The Czolgosz Autopsy



     For some time a large number of persons actively interested in medical science have been anxious to learn if the brain, or some part of it, of Leon Czolgosz, the murderer of President McKinley, had not been obtained by some medical men for the purpose of studying it. Reports of the autopsy performed on the body of Czolgosz said that a microscopical examination of the brain was made at that time, and that after the autopsy the body was buried, and that a carboy of acid was poured over the coffin, in the hope that the body would be entirely disintegrated as quickly as possible.
     In spite of these reports, many people have been inclined to doubt their truthfulness, for the reason they had heard that a report about the condition of the brain of Czolgosz, which would be of special interest to alienists, would soon be issued. Any cause for such doubts, however, were set at rest yesterday when it became widely known that the report in question was to be made from a study of charts showing the condition of the brain and from a careful review of the findings of the autopsy. That such a report is to be made was corroborated last night at the home of Dr. E. C. Spitzka by a Tribune reporter.
     It was said that this report is being prepared by E. A. Spitzka, the son of Dr. Spitzka, who performed the autopsy on the body of Czolgosz, under the immediate supervision and direction of Drs. Carlos F. Macdonald and John Gerin, the physician connected with Auburn Prison. The announcement that this autopsy occupied more than three hours, together with the fact that the microscopical examination of the brain showed that it was slightly above normal, seemed to give all the facts that the majority of persons cared to know. They gave, in view of what was learned yesterday, only a meagre picture of the scene at the prison after the body was placed on the autopsy table.

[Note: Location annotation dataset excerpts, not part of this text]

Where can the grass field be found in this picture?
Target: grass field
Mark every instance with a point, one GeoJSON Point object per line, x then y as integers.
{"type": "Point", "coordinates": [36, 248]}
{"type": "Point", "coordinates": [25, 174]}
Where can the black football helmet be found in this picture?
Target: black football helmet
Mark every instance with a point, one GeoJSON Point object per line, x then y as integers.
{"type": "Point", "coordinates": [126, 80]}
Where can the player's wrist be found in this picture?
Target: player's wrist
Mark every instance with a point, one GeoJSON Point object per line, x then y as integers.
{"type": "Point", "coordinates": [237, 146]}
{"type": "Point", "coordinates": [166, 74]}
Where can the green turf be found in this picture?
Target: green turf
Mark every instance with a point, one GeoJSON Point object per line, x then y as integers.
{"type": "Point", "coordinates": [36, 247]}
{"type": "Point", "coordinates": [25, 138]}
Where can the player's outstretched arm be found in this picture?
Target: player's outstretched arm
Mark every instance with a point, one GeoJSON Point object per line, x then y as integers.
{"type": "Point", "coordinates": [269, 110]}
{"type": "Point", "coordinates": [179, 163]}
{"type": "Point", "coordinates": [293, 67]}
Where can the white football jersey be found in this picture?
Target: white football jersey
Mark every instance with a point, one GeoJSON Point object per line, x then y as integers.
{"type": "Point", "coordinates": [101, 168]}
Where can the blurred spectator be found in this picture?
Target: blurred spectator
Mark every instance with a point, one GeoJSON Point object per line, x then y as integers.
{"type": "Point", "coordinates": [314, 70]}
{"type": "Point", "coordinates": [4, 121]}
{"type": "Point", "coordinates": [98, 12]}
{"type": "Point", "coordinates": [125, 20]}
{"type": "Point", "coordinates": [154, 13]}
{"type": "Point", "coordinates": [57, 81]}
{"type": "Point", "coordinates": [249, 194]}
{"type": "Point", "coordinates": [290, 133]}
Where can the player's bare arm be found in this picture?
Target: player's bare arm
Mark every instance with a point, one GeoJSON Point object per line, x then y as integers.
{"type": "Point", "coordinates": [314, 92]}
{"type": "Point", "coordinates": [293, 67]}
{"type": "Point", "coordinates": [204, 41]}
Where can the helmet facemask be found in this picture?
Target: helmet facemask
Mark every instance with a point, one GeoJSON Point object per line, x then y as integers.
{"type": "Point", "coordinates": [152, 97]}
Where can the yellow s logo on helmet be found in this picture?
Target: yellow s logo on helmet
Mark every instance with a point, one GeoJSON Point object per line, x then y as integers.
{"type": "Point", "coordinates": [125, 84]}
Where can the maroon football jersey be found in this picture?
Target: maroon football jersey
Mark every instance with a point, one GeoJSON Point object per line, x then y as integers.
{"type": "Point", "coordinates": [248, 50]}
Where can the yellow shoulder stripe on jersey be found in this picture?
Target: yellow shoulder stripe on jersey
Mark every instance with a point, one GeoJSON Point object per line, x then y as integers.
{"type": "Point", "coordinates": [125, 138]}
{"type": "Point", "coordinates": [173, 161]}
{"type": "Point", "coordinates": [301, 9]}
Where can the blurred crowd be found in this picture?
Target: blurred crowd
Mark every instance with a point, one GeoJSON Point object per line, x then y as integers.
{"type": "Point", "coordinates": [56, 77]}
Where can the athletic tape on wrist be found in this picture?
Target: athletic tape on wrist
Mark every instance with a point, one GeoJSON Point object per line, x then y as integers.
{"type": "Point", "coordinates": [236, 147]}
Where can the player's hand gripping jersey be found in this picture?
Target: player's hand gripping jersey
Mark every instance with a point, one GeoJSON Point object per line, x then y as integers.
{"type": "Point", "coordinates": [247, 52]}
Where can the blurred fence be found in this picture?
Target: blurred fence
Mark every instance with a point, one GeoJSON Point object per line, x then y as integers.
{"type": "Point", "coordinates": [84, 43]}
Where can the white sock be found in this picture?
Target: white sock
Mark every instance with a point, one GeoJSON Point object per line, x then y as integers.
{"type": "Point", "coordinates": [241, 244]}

     The warden of the prison was firm in his stand that no part of the body of the murderer was to be taken away from the prison for further examination. If alienists and others were not to have the opportunity of later studying the brain itself, something should be done, it was decided by some of those present at the autopsy, to obtain material for further examinations. So E. A. Spitzka made accurate drawings and detailed anatomical descriptions of the brain for subsequent study and for his report. When this report will be made public has not been announced.